It was up and down at the annual conference of the Money Management Institute, the Washington-based managed account organization. The conference highlight was the release of current and projected data for separately managed account assets. At the end of 2001, there were $415 million in managed accounts, and 2002 may see assets hit half a billion. Nor is this just the same high-net-worth individual pouring in more cash: The number of accounts in 2001 -- 1.68 million -- is also expected to rise this year to more than 2 million.

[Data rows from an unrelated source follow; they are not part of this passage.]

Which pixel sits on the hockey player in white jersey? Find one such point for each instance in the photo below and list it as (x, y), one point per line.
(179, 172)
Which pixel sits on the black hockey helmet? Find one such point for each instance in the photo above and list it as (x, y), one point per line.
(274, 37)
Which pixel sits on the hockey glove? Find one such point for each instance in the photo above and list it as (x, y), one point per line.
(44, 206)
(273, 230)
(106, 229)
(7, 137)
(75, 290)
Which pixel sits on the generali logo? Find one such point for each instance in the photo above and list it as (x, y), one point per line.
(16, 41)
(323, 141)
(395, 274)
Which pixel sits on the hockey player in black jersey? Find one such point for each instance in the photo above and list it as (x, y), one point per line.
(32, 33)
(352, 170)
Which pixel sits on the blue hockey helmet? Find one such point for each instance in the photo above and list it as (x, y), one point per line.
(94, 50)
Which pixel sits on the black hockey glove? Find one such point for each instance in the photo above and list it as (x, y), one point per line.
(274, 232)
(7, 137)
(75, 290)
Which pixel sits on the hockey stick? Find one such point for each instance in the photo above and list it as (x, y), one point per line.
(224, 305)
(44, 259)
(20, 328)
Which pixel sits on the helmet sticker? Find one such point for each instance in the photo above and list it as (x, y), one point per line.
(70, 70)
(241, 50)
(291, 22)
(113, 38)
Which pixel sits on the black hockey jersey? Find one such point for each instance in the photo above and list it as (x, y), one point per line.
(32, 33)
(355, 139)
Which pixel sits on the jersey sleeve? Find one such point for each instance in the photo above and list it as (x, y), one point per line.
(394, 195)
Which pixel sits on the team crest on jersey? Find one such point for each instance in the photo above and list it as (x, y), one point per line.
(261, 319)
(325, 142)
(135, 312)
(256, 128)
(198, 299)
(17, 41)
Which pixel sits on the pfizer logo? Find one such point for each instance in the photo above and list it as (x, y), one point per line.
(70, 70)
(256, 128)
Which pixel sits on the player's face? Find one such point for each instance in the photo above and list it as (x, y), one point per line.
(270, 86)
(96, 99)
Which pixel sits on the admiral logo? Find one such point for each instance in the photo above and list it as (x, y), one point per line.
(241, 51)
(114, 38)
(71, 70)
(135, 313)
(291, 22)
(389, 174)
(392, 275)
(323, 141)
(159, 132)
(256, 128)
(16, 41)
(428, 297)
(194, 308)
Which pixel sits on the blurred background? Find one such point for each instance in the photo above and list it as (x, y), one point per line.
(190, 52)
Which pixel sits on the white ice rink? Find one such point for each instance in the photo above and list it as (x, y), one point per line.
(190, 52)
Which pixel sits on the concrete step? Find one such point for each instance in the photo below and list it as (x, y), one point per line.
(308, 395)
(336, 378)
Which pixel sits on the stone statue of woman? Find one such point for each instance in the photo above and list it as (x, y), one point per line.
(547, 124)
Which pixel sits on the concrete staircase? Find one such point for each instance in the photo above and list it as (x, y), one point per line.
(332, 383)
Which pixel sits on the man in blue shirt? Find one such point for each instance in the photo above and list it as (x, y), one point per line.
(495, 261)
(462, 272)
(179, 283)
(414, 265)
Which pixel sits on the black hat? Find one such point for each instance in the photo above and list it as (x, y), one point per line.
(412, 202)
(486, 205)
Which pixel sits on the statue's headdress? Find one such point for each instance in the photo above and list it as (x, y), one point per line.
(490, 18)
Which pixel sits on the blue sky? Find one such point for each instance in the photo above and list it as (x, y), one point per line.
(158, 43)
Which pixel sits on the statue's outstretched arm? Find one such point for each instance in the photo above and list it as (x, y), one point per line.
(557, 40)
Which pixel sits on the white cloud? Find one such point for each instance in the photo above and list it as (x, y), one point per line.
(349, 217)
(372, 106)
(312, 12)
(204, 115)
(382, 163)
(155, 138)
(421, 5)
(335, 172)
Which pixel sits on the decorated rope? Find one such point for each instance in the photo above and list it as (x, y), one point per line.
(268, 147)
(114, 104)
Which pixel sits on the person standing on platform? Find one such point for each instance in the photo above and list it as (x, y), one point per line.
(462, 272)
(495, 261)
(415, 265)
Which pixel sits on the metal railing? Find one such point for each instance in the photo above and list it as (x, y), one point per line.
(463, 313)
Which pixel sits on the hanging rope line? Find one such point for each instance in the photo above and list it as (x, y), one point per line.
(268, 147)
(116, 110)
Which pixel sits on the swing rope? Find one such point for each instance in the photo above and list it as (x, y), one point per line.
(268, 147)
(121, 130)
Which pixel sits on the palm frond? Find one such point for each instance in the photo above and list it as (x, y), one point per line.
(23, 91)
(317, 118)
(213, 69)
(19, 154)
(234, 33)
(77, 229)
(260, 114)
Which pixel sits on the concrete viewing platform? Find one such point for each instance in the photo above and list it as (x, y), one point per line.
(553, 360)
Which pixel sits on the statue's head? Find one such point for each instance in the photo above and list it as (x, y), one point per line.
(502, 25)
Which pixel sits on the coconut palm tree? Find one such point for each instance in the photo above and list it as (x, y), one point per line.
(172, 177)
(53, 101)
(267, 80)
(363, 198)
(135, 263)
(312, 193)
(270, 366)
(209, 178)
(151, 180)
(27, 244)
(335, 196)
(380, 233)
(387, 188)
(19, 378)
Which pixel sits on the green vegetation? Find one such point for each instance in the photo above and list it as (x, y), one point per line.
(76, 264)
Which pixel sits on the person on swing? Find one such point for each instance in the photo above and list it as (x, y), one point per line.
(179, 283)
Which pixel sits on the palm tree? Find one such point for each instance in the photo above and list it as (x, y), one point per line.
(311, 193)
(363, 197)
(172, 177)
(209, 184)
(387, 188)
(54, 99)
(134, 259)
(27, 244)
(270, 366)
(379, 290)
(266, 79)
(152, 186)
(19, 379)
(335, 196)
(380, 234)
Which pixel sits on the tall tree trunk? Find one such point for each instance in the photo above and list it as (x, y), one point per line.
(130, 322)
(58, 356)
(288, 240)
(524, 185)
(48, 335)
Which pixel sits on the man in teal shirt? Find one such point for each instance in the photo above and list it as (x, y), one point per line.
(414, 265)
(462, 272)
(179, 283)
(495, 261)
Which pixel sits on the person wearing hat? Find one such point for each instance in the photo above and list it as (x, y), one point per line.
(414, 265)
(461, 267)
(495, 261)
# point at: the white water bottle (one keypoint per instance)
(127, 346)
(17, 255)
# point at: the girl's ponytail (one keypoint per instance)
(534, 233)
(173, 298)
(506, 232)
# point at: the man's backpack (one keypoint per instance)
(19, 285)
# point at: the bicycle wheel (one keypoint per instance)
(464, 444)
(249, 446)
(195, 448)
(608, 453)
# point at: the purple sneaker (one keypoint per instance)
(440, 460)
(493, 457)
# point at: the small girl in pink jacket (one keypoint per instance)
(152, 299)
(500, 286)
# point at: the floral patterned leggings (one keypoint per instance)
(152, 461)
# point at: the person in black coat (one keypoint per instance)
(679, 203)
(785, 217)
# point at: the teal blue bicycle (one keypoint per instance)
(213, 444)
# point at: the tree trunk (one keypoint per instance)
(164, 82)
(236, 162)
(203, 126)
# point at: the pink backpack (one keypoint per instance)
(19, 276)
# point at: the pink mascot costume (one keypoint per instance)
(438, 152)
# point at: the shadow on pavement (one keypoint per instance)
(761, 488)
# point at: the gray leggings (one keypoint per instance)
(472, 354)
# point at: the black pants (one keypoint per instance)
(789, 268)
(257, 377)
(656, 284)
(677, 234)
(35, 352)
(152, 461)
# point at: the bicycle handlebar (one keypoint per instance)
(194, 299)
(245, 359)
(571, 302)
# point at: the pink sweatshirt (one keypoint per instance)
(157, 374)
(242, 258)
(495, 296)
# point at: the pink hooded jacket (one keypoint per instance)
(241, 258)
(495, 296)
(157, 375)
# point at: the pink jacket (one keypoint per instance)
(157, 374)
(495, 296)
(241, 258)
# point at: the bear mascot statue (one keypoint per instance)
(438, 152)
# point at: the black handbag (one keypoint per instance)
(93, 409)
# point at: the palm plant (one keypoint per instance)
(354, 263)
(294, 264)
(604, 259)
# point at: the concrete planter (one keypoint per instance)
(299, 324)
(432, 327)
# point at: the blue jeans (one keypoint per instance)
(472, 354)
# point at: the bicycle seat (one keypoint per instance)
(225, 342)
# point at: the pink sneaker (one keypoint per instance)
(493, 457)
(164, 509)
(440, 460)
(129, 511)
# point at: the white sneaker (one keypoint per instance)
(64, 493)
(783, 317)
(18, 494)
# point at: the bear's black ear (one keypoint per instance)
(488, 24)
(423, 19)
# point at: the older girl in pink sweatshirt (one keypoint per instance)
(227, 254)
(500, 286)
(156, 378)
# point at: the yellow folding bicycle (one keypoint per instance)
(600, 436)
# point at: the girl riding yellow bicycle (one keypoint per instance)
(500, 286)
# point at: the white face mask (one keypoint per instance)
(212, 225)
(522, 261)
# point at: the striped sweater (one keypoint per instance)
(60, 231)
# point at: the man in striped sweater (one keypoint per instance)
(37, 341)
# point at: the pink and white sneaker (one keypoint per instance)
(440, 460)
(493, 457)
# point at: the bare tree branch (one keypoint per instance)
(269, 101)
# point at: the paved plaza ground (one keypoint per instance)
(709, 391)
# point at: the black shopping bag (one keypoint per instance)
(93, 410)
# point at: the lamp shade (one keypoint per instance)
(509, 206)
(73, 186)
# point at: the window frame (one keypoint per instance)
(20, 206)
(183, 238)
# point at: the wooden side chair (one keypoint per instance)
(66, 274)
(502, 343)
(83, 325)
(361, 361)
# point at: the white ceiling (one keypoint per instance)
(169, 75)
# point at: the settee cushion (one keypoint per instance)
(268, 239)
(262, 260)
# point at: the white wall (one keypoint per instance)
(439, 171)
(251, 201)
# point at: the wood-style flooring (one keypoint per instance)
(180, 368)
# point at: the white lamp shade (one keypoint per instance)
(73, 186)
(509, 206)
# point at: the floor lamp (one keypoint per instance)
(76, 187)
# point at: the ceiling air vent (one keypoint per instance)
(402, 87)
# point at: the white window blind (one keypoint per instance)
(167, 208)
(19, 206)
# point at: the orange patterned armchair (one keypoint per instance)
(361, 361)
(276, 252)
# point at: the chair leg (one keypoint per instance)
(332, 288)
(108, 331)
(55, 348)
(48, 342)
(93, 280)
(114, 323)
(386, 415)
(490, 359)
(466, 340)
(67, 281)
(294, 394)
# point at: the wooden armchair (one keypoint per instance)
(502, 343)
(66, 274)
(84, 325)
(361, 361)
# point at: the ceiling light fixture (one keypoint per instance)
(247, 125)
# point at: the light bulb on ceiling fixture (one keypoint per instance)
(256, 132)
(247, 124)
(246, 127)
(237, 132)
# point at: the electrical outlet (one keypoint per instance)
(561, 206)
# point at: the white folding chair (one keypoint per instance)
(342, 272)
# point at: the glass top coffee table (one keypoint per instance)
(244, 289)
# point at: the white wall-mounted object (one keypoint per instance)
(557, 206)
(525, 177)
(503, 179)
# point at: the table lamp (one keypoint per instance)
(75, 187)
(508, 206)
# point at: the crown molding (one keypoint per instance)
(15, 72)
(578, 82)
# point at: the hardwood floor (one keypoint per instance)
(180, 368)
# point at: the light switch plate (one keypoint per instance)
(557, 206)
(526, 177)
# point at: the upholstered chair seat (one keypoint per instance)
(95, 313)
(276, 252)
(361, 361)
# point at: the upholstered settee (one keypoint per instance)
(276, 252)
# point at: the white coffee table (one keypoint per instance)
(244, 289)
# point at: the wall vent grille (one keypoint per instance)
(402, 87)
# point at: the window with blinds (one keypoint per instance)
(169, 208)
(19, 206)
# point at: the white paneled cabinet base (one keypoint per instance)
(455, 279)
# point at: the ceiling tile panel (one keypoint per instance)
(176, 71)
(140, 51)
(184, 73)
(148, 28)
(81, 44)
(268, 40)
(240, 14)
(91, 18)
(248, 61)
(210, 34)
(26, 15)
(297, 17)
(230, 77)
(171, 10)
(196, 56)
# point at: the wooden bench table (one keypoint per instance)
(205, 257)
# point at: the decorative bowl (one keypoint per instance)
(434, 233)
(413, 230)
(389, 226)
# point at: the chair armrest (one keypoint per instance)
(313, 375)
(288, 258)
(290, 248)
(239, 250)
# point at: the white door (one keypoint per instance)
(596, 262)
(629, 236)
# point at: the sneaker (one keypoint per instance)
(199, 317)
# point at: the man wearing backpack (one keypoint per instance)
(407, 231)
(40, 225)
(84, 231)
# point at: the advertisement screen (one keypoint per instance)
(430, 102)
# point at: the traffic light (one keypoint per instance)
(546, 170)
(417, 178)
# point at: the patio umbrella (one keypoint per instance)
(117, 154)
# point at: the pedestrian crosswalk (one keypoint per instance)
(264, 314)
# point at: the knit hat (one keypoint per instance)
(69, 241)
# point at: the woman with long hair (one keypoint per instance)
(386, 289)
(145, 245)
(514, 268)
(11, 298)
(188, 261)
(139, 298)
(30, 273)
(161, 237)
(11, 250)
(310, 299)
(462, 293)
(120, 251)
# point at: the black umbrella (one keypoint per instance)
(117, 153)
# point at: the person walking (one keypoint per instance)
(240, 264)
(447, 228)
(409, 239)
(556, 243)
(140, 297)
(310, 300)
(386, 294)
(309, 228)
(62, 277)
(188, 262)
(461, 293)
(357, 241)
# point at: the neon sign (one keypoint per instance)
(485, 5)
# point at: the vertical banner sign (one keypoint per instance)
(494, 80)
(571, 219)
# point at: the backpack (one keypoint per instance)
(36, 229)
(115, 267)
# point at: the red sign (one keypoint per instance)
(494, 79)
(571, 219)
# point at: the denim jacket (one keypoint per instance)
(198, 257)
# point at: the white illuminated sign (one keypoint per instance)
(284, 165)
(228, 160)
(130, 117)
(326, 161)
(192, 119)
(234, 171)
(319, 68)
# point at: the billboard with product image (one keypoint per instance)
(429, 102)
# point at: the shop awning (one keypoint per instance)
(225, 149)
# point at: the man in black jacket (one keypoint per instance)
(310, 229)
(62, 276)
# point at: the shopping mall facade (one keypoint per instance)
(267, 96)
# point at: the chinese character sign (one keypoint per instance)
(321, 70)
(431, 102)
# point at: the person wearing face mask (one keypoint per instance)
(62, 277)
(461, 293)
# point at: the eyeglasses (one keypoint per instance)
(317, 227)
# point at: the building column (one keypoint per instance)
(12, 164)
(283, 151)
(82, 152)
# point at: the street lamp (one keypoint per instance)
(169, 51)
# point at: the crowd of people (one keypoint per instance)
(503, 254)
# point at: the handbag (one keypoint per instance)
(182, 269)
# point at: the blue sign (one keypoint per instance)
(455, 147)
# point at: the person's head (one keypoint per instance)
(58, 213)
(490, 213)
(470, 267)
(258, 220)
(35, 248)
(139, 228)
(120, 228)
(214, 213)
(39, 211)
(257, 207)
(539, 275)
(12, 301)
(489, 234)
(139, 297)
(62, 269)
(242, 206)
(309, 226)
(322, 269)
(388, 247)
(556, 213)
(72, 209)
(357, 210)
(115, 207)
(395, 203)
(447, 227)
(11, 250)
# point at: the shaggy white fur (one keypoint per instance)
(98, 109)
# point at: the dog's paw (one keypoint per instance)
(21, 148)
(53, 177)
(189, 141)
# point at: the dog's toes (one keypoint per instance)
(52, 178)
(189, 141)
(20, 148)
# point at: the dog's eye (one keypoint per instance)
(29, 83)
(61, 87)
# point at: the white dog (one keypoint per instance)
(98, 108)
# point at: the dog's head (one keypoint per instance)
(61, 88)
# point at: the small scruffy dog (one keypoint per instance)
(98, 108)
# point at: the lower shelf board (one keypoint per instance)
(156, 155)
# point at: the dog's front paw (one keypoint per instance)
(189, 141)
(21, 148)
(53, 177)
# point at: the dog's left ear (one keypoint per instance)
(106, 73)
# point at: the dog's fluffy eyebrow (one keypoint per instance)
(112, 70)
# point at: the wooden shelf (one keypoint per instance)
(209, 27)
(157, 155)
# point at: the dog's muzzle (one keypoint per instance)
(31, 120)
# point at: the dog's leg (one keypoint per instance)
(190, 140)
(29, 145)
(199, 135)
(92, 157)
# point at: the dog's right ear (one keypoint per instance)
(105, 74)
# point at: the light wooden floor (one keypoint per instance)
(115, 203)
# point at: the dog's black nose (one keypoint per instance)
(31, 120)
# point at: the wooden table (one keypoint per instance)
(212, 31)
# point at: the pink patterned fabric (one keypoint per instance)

And in a sign these vehicles are becoming more popular for modest clients, average account size, now at $247,000, is expected to decrease to $244,435.

An unhappy trend, however, punctuated the welcoming speech of Peter Muratore, chairman of the MMI. Without naming specific companies, he lashed out against "the attempt by those influences outside the separate managed account business to commoditize our business." He said a client's need could only be filled by a consultant "who is not tied to a model that will spit out a homogenized client profile¬Ö" It was possible this was a reference to Morningstar , which launched a managed portfolio platform last year.

The results were announced by T. Neil Bathon, president of Financial Research Corp., a Boston-based financial research and consulting firm, which developed the study and calculated 10 years of projected progress. In a separate presentation, Jeffrey Cusack, senior vice president of managed accounts at San Francisco company Charles Schwab, pointed out that increasingly these assets would flow through independent advisers. "This is a growing segment for RIAs," he said, some 25% of whom used managed accounts. The frustration from the industry's perspective, he said, was locating the small RIA firms that could sell these products.